API Sets, SxS manifests, Visual C++ linker delay loading, .NET Assembly loading and related fusion cache, UWP sandbox loading, are some examples of changes the original dependency walker isn't capable to handle.
But I hate how this software comes with dozens of DLLs. I like to chuck these tools in sa single directory, and this is one that I have to put in a separate folder. DependencyWalker was better in this regard.
You see these as the program trying to import nonexistent DLL files that start with the name "api-ms-win-". Dependency Walker can't handle those imports at all, it only deals with real DLL files.
I thought at first it was a way to share the symbol tables between multiple instances (though you could use memory mapping), but then I read this in the README.md:
> Server is written in C, with no special headers or SDK used.
So maybe it helps them keep the parser simpler? Decouples that part from the GUI in a way they prefer?

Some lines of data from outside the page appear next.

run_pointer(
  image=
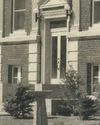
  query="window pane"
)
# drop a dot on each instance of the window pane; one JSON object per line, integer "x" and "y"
{"x": 15, "y": 80}
{"x": 9, "y": 73}
{"x": 95, "y": 77}
{"x": 15, "y": 73}
{"x": 54, "y": 57}
{"x": 63, "y": 56}
{"x": 58, "y": 24}
{"x": 19, "y": 20}
{"x": 97, "y": 12}
{"x": 19, "y": 4}
{"x": 95, "y": 70}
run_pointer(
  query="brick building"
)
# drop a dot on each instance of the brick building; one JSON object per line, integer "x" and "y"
{"x": 41, "y": 39}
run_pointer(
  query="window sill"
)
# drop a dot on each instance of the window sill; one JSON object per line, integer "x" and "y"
{"x": 95, "y": 27}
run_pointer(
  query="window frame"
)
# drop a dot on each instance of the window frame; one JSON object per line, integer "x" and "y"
{"x": 19, "y": 74}
{"x": 13, "y": 16}
{"x": 94, "y": 76}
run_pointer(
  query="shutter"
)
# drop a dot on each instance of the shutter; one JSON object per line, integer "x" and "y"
{"x": 28, "y": 16}
{"x": 85, "y": 14}
{"x": 89, "y": 77}
{"x": 10, "y": 74}
{"x": 7, "y": 17}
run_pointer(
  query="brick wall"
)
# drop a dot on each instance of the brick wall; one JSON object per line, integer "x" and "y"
{"x": 16, "y": 54}
{"x": 89, "y": 52}
{"x": 8, "y": 17}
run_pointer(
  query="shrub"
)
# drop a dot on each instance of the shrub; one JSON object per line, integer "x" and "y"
{"x": 64, "y": 110}
{"x": 19, "y": 105}
{"x": 88, "y": 106}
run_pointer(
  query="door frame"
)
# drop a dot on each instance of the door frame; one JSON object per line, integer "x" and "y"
{"x": 58, "y": 32}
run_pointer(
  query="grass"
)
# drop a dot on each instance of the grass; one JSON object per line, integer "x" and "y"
{"x": 8, "y": 120}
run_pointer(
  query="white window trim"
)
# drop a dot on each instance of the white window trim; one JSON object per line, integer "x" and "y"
{"x": 58, "y": 32}
{"x": 14, "y": 11}
{"x": 94, "y": 77}
{"x": 93, "y": 13}
{"x": 19, "y": 75}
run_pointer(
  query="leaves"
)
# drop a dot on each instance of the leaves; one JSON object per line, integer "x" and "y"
{"x": 19, "y": 105}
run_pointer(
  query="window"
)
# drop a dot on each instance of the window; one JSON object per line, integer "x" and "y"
{"x": 93, "y": 77}
{"x": 18, "y": 14}
{"x": 14, "y": 74}
{"x": 96, "y": 11}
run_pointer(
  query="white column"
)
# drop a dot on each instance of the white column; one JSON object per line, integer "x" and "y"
{"x": 1, "y": 86}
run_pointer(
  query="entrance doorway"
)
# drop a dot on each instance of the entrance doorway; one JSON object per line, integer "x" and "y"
{"x": 58, "y": 45}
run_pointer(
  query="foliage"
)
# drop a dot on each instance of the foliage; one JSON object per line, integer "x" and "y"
{"x": 20, "y": 104}
{"x": 88, "y": 106}
{"x": 64, "y": 110}
{"x": 72, "y": 82}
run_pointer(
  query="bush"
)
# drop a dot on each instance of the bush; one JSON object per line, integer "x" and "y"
{"x": 88, "y": 106}
{"x": 19, "y": 105}
{"x": 64, "y": 110}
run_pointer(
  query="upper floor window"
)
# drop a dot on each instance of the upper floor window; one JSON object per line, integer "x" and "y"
{"x": 14, "y": 74}
{"x": 96, "y": 11}
{"x": 18, "y": 14}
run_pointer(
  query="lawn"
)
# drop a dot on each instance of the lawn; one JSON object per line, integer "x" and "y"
{"x": 8, "y": 120}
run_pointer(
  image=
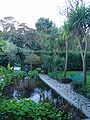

Nice project, just as a challenge / piece of feedback - most of the time you don't actually need to have a C backend for this type of project. The challenge is to get all the P/Invoke signatures and struct declarations / pointer walking correct on .Net. The benefit being a single managed EXE and no need for cross process communication and the edge cases it brings.
(Source: Have built a full SCSI interop layer in .Net to do low level CD ripping, full with native pointer walking and all. Have also written tools to walk the PEB (process environment block) in .Net w/ no native backends.)
Which is the reason that to this day I remain a big C++/CLI fan.
It is still much easier than dealing with P/Invoke and COM from .NET code.
Create a nice wrapper, exposing C# compatible types and we're done.
In regards to COM, not even the CCW/RCW replacement is as developer friendly as VB 6 or Delphi.
I have some hopes that Secure Future Initiative will finally give the spotlight to .NET on Windows, that Windows team keeps pushing away, unlike what happens on Apple and Google platforms.
It helps, but when one has enough C++ knowledge, I still consider C++/CLI a better solution instead of yet another tool, that might not understand everything.
Now if doing cross platform code, C++/CLI is naturally not an option.
Most certainly they keep having similar tooling in Redmond.